While it is normally hard to muster sympathy for a footballer when discussing his financial terms, consider the position of Webster. Before his four years at Tynecastle, he had been a part-timer with Arbroath, truncating the length of time he would be maximising his earning potential. The moves to Wigan and Rangers were his first opportunity to earn stratospheric salaries, without the traditional ten per cent cut from a transfer fee. To have to pay perhaps six months of that salary to a former club would surely rankle, especially if you had been courted by your current employer. Obviously a refusal to play may seem self-sabotaging, but apparently Webster was hoping for a pay-off to terminate his contract early at the end of the summer. When it became clear no lump sum was forthcoming, he jumped ship at the start of this year.
Hearts fans are understandably torn. It is either the return of a player whose selfish acts robbed the club of a transfer fee or of a top-class defender entering what should be the prime years of his career. In his performances so far, Webster has received very little booing, so perhaps the pragmatists are in the majority.

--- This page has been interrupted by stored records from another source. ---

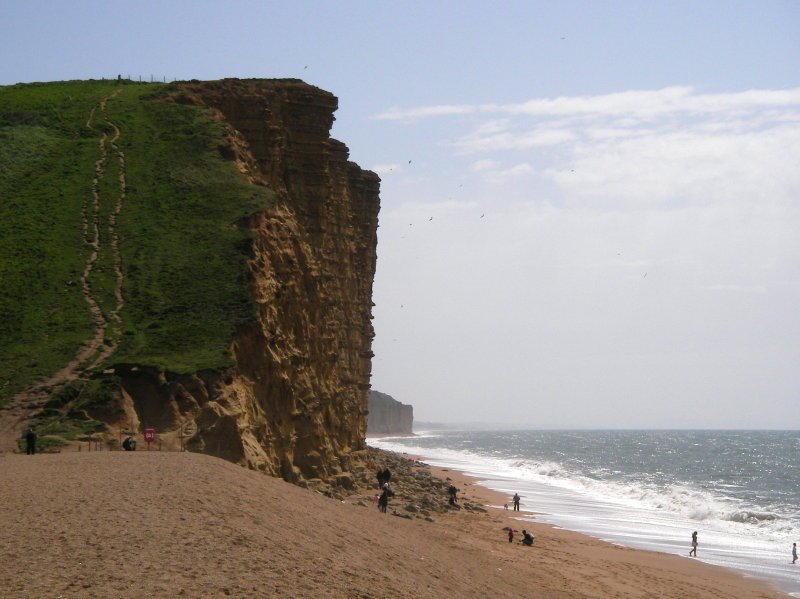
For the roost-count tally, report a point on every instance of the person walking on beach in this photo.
(383, 501)
(527, 538)
(30, 442)
(453, 491)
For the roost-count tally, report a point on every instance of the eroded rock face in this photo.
(295, 405)
(388, 416)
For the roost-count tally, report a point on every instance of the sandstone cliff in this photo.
(388, 416)
(295, 404)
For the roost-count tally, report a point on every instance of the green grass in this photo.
(183, 255)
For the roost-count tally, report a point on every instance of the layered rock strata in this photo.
(295, 404)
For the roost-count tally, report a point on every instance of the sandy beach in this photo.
(149, 524)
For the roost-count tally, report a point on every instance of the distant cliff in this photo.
(388, 416)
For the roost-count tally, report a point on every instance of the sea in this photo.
(740, 490)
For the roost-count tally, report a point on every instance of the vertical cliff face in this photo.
(295, 405)
(388, 416)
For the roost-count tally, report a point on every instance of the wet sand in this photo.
(150, 524)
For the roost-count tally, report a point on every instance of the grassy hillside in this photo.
(182, 257)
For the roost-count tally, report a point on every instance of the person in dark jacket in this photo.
(30, 442)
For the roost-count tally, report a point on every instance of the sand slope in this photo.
(149, 524)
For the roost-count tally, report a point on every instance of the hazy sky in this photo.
(590, 210)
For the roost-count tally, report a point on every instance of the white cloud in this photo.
(517, 170)
(482, 142)
(483, 165)
(642, 104)
(567, 204)
(394, 114)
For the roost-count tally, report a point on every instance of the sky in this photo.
(589, 210)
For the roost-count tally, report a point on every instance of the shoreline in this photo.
(166, 524)
(592, 548)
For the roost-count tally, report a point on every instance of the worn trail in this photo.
(23, 407)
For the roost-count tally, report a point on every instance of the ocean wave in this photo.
(678, 500)
(748, 517)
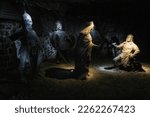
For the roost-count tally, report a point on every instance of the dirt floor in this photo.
(54, 82)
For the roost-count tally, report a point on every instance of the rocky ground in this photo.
(53, 82)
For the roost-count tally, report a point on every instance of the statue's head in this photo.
(129, 38)
(27, 19)
(58, 25)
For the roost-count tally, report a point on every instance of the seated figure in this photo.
(127, 58)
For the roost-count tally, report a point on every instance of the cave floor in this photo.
(52, 83)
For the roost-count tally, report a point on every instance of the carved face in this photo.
(129, 38)
(27, 19)
(58, 26)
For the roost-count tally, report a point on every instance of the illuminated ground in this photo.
(101, 84)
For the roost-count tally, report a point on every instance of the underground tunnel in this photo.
(40, 49)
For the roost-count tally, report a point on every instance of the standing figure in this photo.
(30, 48)
(60, 42)
(83, 52)
(128, 51)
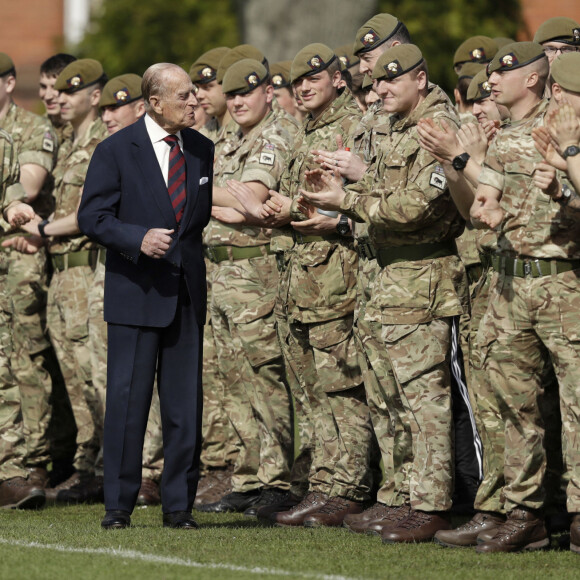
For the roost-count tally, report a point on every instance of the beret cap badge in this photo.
(75, 81)
(509, 60)
(315, 62)
(370, 38)
(122, 95)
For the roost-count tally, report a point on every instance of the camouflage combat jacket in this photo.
(35, 143)
(69, 178)
(533, 225)
(406, 202)
(262, 156)
(319, 283)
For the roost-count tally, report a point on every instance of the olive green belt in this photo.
(300, 239)
(388, 256)
(217, 254)
(531, 267)
(366, 250)
(61, 262)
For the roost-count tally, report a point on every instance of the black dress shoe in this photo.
(232, 502)
(116, 520)
(269, 496)
(182, 520)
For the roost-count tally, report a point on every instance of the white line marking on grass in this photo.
(156, 559)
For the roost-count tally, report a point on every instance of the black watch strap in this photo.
(41, 227)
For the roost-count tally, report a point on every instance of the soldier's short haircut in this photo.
(54, 65)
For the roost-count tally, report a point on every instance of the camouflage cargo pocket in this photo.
(414, 349)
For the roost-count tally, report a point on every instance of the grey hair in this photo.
(153, 83)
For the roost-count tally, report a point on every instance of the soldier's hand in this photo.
(156, 242)
(472, 138)
(441, 142)
(247, 198)
(24, 244)
(564, 126)
(17, 214)
(316, 226)
(547, 148)
(545, 178)
(490, 127)
(347, 164)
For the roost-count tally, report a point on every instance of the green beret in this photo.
(516, 55)
(311, 60)
(280, 72)
(204, 69)
(244, 76)
(6, 65)
(502, 41)
(475, 49)
(559, 29)
(565, 71)
(346, 56)
(479, 87)
(470, 69)
(121, 90)
(239, 53)
(375, 32)
(397, 61)
(78, 75)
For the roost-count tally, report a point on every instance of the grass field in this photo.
(68, 544)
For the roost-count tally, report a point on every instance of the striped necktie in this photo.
(176, 177)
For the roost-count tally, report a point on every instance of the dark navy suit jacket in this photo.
(124, 196)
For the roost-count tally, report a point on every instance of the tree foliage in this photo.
(438, 27)
(129, 35)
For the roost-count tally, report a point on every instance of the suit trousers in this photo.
(135, 354)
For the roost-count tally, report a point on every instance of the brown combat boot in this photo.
(523, 530)
(313, 501)
(418, 527)
(148, 492)
(575, 534)
(333, 512)
(20, 493)
(468, 533)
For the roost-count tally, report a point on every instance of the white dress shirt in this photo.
(161, 148)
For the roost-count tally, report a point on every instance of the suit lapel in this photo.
(149, 166)
(192, 163)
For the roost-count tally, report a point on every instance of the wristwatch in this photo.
(460, 161)
(343, 227)
(41, 227)
(571, 151)
(564, 199)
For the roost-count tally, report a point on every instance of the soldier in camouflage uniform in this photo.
(74, 259)
(315, 308)
(26, 279)
(220, 444)
(244, 285)
(16, 489)
(416, 297)
(532, 307)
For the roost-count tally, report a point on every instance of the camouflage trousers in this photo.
(321, 357)
(68, 324)
(26, 286)
(219, 446)
(526, 320)
(411, 367)
(11, 430)
(257, 399)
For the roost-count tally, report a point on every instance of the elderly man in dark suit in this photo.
(147, 198)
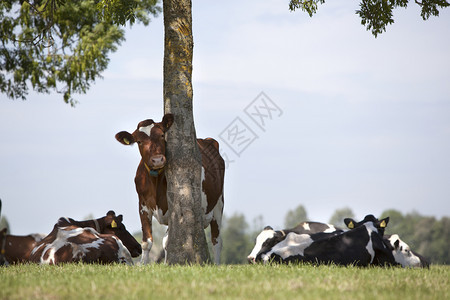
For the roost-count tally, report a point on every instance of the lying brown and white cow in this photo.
(109, 224)
(76, 244)
(151, 184)
(16, 249)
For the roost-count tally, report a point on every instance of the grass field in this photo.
(77, 281)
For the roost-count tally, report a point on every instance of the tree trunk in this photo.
(186, 241)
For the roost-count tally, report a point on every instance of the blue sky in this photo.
(362, 122)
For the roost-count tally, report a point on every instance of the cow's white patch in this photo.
(162, 218)
(165, 238)
(403, 254)
(123, 255)
(208, 217)
(145, 209)
(293, 244)
(147, 129)
(369, 247)
(61, 240)
(38, 236)
(146, 247)
(260, 239)
(330, 229)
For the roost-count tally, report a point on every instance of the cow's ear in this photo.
(383, 223)
(125, 138)
(167, 121)
(396, 244)
(349, 222)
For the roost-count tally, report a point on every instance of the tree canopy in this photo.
(376, 14)
(64, 46)
(57, 45)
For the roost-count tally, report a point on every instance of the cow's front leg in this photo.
(147, 237)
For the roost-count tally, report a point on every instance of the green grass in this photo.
(77, 281)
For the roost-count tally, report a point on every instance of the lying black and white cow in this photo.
(401, 252)
(361, 246)
(269, 237)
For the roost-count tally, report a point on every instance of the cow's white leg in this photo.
(216, 227)
(165, 238)
(217, 248)
(146, 247)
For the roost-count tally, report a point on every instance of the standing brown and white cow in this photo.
(151, 184)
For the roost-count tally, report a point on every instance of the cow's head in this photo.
(380, 225)
(151, 142)
(265, 242)
(404, 255)
(114, 225)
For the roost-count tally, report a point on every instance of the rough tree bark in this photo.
(186, 241)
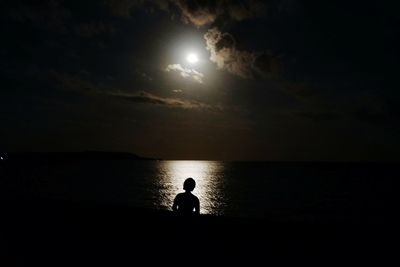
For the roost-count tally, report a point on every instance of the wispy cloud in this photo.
(202, 13)
(147, 98)
(225, 54)
(186, 72)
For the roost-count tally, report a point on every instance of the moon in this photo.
(192, 58)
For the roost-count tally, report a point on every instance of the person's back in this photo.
(186, 203)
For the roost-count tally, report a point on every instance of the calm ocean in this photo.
(244, 189)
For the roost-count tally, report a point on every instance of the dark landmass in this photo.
(60, 233)
(85, 155)
(40, 229)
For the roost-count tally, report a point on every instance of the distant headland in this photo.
(83, 155)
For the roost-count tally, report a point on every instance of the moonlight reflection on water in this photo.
(209, 183)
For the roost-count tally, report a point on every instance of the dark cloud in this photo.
(196, 12)
(319, 116)
(147, 98)
(92, 29)
(225, 54)
(200, 12)
(123, 8)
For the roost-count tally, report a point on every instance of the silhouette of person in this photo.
(186, 203)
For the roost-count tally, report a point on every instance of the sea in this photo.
(284, 190)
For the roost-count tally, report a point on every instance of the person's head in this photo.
(189, 184)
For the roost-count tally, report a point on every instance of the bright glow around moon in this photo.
(192, 58)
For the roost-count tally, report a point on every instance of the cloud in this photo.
(123, 8)
(147, 98)
(91, 29)
(319, 116)
(200, 12)
(186, 72)
(224, 53)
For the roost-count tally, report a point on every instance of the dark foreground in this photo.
(55, 233)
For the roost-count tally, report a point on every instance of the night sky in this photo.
(275, 80)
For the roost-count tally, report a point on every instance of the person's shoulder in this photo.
(180, 195)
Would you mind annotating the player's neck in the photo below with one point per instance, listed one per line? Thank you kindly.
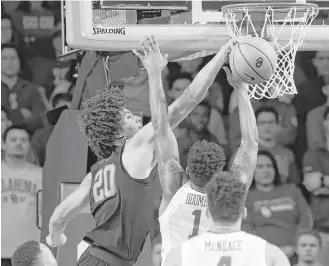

Another positive for Hearts is that this move was instigated by manager Jim Jefferies rather than chairman Vladimir Romanov, who previously has had undue influence on team selection and transfer policy.
The next ironic twist of Webster's career will be if the addition of a powerful centre-half allows Hearts to overhaul a faltering Rangers side and gain second place in the SPL, causing further financial hardship for the penny-pinchers of Ibrox.